Sunday, September 09, 2007

The Bishop on Doctor Who: ‘Horror of Fang Rock’

For a name so synonymous with classic Who, there is surprisingly little material on which to anchor the impact of Terrance Dicks. Though he script edited the program for nearly one fifth of its span, he wrote—or at least is credited with writing—only five stories. He had some involvement with ‘The Seeds of Death’, which is hard to sit through. He wrote half of ‘The War Games’ which, even had it been shorn of Mal Hulke’s other half, would still be far too long. After that, despite a four year period of not just steadying the ship but getting it to float again—there is no doubt the Pertwee era is much better than the Troughton one despite both having interesting leads—it’s hard to say how much influence Dicks had qua writing (or re-writing) good episodes; and post his role behind—or perhaps putting together—the scenes, he only penned four stories, of which three were the mechanical ‘Robot, the fallow ‘State of Decay, and the five-out-of-ten-at-best ‘The Five Doctors’ (‘The Brain of Morbius’ coming mostly from the mind of Robert Holmes). Still, if Holmes’s reputation can stand tall on ‘The Time Warrior’, ‘The Talons of Weng-Chiang’ and re-writing all the dialogue for seasons twelve through fourteen, it’s only fair to judge Uncle Terry on his best work, ‘Horror of Fang Rock’. So how good, the Bishop wonders, is it?

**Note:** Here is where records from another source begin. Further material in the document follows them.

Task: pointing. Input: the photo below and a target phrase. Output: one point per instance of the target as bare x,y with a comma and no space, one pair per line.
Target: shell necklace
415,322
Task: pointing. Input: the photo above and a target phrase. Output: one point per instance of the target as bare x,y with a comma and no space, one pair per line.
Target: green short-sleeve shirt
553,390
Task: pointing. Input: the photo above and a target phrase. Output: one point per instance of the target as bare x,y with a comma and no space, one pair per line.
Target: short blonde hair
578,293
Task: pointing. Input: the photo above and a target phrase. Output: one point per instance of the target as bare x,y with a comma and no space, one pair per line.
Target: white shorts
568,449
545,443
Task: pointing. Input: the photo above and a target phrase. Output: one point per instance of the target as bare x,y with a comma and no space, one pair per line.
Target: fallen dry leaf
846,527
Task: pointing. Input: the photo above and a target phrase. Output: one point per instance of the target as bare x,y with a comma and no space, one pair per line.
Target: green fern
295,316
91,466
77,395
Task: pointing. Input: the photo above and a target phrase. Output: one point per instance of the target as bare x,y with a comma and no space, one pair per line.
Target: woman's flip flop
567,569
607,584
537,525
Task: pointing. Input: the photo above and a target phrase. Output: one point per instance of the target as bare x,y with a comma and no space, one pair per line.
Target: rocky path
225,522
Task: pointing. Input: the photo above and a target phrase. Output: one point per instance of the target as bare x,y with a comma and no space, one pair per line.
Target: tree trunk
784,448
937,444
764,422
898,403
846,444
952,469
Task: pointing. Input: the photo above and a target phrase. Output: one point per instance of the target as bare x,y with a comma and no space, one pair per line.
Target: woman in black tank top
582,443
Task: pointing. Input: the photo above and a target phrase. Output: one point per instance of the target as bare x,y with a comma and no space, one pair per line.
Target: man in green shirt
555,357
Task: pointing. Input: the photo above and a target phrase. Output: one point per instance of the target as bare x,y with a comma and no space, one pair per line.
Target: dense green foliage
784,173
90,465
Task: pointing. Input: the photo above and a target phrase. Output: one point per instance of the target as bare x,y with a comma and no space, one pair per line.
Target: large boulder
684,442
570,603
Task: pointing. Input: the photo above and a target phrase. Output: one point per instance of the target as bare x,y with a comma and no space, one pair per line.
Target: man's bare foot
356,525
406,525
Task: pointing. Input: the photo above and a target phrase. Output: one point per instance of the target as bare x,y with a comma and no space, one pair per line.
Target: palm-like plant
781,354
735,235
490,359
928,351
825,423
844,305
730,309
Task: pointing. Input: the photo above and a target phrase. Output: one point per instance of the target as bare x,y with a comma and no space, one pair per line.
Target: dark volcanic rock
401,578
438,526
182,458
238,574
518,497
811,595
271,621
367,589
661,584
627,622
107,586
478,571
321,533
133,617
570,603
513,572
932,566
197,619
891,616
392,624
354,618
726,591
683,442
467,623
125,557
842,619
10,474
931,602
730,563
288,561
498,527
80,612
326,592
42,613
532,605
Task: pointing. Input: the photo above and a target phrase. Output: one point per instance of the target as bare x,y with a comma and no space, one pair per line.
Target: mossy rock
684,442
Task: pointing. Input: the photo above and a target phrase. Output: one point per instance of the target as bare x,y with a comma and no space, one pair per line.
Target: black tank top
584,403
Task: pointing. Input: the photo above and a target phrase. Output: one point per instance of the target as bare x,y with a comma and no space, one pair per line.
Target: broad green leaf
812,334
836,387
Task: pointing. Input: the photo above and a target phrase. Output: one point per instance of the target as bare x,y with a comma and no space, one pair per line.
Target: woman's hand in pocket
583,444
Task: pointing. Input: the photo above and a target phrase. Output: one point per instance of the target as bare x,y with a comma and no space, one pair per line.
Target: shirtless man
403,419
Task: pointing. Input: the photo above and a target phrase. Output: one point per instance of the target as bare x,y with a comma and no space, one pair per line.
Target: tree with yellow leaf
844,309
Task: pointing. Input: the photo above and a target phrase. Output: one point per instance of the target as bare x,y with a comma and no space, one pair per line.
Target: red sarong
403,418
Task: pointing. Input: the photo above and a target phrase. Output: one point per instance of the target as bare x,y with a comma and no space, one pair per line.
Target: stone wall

It was certainly quite alright when the Bishop was twelve, and a little scary, to boot. (Is twelve too old to be slightly perturbed by Doctor Who?) The actors, who have been dressed up to the nines by the BBC costume drama department, thesp like they think they might actually be in a costume drama, instead of doing what they think supporting types are supposed to do in Doctor Who, and the equally attentive sets could fool one into thinking there are more than three. The direction does what Who direction should—point the camera at the actors and make Tom Baker behave. The lighting may not make a studio look like an outcrop but it does make a studio feel as isolated as one, and of the regulars, Baker, discourteous though he may have been to Pennant Roberts, needs no introduction, and Louise Jameson is probably the best thing ever to have been associated with Doctor Who. After watching her the Bishop, were he to uncover some forgotten tribe of leather-clad savages in the furthest reaches of the earth, would be surprised to find they didn’t speak with RP accents.

But what of Dicks's contribution? Well. There are some marvellous lines for the actors (Leela: ‘It is fitting to celebrate the death of an enemy’. The Doctor: ‘Not in my opinion’), though some naff ones too (‘Enjoy your death as I enjoyed killing you’ is too much even for Jameson to say), and how much of the former were added by Holmes is open to speculation. The plotting is tight but still feels an episode too long (should the shipwrecked crew have been there from the beginning?), and while the claustrophobia is exactly right, it seems like something we are asked to accept rather than something we should believe (rarely has an episode begged the question of why the Doctor shouldn’t go and retrieve some plot device from the TARDIS—and if they’ve mistakenly locked the Rutan inside the lighthouse then, well, leave). The Bishop knows this is Doctor Who, but the lighthouse-diamond-destroyed-mothership thing is a stretch.* And while the episode bravely runs the Hammer Horror Who gauntlet of making the monster a bona fide monster (the Beast of Fang Rock) and making it not, it doesn’t quite succeed: one can’t help but feel a little unsatisfied when one Rutan on an island is just a stand in for a much more terrifying fleet of them in space; by contrast, the mummies in ‘Pyramids of Mars’ were correctly subsidiary, while Magnus Greel in ‘Talons’ made one feel as though the fifty-first century and the late nineteenth were actually one and the same. (Of the current series, Steven Moffat more adeptly pulls off the iconic-horror-that’s-not trick in ‘The Empty Child’/‘The Doctor Dances’ and ‘Blink’.)

And that seems to be the thing about Terrance Dicks—it’s all a bit fifty-fifty, or perhaps six-of-one-half-a-dozen-of-the-other. While he’s no doubt a better contributor to Who’s success than his Target novelisation–hating detractors say, he’s also not quite as good his supporters would ­like us to believe. On the special feature on the ‘Fang Rock’ DVD, he is asked how he would like to be remembered. His answer: professional. And he is probably right. But while it’s always nice to know there’s a professional on hand to take care of things, most of the time if we want more than nice we need a little magic on hand to spice things up, too.

*Oh, and wasn’t this show-a-bit-of-fighting-spirit-and-they’ll-run-away climax already done in ‘The Sontaran Experiment’? For two species of war-obsessed aggressors who have conquered half the galaxy between them, the Sontarans and the Rutans don’t seem to have much pluck.